英語に関しては、膨大な量のコーパス(言語データベース)がある。その場合、AIによる言語解析の結果、正確なデータが得られる。一方、インドで話される言語には訓練用データがなく、基礎的な言語インフラが存在しないのが現状だ。

なお、インド国内に住む非英語話者のための言語インフラ構築を目的に発足した「インディック・プロジェクト」の代表を務めるアニヴァー・アラヴィンド氏は、ソフトウェアを通じたインド諸言語の認知度向上が、その現状に対する解決策になり得ると考えているようだ。

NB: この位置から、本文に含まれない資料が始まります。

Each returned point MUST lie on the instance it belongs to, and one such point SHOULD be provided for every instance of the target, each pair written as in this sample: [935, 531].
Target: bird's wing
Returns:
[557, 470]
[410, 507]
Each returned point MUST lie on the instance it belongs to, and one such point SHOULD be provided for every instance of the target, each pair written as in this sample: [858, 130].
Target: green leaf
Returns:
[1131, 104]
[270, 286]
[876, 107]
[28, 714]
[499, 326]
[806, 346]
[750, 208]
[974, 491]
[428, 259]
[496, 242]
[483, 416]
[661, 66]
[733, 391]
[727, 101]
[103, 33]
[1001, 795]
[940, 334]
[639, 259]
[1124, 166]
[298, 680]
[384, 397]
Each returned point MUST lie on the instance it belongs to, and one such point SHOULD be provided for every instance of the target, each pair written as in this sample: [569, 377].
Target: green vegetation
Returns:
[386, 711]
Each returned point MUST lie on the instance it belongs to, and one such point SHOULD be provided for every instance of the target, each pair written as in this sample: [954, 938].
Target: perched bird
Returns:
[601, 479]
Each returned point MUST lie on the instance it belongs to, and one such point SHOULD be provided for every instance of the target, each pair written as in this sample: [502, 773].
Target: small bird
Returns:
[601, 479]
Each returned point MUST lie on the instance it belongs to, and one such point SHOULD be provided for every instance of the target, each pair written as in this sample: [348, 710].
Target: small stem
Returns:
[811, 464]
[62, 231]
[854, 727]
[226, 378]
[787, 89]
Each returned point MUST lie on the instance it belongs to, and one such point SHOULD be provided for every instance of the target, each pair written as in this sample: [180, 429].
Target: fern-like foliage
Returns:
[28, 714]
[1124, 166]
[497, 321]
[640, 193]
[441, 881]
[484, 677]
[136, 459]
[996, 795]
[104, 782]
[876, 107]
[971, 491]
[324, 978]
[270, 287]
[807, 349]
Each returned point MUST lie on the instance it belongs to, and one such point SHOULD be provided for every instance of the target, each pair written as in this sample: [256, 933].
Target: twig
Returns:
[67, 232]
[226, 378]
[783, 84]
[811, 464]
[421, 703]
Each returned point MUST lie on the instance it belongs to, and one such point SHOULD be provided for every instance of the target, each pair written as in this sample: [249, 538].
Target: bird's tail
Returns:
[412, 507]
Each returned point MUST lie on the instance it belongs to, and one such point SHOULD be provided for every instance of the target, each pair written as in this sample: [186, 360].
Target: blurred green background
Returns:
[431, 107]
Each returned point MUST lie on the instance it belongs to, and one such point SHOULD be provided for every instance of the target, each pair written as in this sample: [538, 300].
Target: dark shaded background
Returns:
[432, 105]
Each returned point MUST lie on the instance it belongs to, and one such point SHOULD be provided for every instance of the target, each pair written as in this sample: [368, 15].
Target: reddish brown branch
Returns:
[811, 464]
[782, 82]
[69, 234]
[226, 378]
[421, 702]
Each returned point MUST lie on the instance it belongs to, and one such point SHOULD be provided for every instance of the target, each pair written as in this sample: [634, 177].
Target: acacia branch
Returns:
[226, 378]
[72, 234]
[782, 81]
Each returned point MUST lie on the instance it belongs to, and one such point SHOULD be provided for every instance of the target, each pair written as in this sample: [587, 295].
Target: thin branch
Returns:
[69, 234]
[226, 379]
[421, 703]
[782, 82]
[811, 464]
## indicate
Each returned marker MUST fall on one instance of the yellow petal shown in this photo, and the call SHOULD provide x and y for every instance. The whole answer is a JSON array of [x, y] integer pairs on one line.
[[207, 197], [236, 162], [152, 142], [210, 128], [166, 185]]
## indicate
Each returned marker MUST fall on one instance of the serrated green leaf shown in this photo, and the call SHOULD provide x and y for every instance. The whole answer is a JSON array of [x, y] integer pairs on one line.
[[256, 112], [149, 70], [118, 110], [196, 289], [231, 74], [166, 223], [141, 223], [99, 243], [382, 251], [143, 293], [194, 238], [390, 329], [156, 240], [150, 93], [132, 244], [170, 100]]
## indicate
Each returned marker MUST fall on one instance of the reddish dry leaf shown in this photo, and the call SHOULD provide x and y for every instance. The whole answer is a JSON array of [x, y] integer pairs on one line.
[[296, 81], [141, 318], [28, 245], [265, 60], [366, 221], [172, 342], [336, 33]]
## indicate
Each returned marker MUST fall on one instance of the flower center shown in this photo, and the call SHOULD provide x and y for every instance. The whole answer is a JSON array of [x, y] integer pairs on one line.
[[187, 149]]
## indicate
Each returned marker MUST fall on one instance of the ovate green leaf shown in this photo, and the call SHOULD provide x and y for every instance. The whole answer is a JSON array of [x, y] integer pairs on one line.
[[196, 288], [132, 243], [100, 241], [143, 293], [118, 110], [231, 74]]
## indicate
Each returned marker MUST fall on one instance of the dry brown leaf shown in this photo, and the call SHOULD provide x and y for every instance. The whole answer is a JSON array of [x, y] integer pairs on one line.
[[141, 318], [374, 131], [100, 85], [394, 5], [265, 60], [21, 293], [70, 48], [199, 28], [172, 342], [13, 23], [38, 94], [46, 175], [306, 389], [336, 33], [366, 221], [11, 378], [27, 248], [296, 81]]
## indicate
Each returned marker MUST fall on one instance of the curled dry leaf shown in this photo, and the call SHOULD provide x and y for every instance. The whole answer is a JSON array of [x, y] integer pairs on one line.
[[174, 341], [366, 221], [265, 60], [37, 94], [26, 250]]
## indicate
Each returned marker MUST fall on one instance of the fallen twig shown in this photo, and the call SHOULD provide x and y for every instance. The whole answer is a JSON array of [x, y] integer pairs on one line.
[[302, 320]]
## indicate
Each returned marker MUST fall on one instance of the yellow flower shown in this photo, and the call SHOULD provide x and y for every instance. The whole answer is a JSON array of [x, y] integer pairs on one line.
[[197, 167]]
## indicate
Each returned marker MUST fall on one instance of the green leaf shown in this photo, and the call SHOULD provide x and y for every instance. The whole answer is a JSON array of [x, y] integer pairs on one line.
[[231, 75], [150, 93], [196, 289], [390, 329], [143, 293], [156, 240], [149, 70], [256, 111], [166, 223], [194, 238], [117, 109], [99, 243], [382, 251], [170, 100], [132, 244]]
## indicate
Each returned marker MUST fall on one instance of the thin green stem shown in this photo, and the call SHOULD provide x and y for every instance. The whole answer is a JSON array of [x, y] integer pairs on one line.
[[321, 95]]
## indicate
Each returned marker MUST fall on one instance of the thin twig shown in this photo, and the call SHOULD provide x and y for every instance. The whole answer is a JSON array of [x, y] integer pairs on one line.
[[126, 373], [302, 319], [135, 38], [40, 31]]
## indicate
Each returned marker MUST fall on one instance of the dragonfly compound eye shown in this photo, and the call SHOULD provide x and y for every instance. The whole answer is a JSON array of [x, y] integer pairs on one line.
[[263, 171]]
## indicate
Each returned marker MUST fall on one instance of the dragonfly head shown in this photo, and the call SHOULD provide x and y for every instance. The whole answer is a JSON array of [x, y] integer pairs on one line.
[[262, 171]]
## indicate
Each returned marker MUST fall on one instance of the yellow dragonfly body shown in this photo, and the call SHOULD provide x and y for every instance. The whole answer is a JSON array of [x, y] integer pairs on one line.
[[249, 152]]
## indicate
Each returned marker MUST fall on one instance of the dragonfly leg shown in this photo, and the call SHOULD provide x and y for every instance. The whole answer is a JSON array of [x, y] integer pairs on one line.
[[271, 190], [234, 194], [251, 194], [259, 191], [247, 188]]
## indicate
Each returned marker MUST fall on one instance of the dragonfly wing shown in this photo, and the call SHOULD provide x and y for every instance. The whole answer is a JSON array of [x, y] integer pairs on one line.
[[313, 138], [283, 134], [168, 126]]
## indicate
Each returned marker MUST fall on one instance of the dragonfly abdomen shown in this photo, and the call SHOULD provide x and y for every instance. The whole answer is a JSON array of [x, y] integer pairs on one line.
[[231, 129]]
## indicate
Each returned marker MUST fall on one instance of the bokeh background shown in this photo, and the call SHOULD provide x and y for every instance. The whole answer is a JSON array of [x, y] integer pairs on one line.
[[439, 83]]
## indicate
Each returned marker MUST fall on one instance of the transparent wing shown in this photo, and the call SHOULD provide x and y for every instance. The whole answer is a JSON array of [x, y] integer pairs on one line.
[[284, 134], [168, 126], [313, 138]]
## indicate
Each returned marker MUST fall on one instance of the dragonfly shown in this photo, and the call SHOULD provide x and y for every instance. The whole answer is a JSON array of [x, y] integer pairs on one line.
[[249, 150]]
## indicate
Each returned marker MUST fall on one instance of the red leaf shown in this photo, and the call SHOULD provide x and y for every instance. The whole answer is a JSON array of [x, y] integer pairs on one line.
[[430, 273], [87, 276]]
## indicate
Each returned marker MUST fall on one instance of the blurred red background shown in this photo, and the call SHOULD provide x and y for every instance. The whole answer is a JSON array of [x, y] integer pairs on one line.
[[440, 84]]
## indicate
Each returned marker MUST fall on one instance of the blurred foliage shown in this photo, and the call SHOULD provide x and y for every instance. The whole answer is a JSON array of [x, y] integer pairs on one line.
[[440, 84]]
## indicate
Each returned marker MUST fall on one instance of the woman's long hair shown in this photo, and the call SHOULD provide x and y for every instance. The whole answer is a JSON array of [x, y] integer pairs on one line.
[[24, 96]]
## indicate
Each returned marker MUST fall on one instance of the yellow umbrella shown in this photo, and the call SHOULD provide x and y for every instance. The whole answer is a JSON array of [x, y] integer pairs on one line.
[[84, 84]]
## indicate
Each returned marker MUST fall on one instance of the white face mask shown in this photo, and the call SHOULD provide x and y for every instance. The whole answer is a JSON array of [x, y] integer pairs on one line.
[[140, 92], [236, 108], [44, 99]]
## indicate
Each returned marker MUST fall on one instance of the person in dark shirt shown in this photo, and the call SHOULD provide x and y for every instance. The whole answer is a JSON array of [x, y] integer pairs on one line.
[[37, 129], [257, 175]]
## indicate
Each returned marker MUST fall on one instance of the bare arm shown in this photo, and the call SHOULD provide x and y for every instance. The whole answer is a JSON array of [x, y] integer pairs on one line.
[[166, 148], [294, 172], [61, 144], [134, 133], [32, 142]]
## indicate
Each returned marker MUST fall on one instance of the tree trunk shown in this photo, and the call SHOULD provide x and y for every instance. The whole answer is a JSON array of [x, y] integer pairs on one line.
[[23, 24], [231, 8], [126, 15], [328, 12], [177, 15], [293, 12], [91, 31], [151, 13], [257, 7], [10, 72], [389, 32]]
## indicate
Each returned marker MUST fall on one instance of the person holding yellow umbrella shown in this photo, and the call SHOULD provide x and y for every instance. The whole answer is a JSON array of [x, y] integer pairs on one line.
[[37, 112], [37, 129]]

世界全体においてフェイクニュースを問題視する有識者や研究者は多い。AI・自然言語処理分野では「フェイクニュースチャレンジ」が発足し、研究が進められている。まずは特定のトピックに対し複数のニュース提供機関の立場を理解することから始まり、最終的にフェイクニュース拡散防止に有効なAIや自然言語処理技術を開発予定である。

話は変わるが、フェイスブック社は言語資料の少ない希少言語(ベトナム語、タガログ語など)向けのニューラル機械翻訳モデルの開発プロジェクトを表明し、先日研究者の公募を締め切ったところだ。研究プロジェクトが順調に進めば、希少言語におけるフェイクニュース問題に進展があるかもしれない。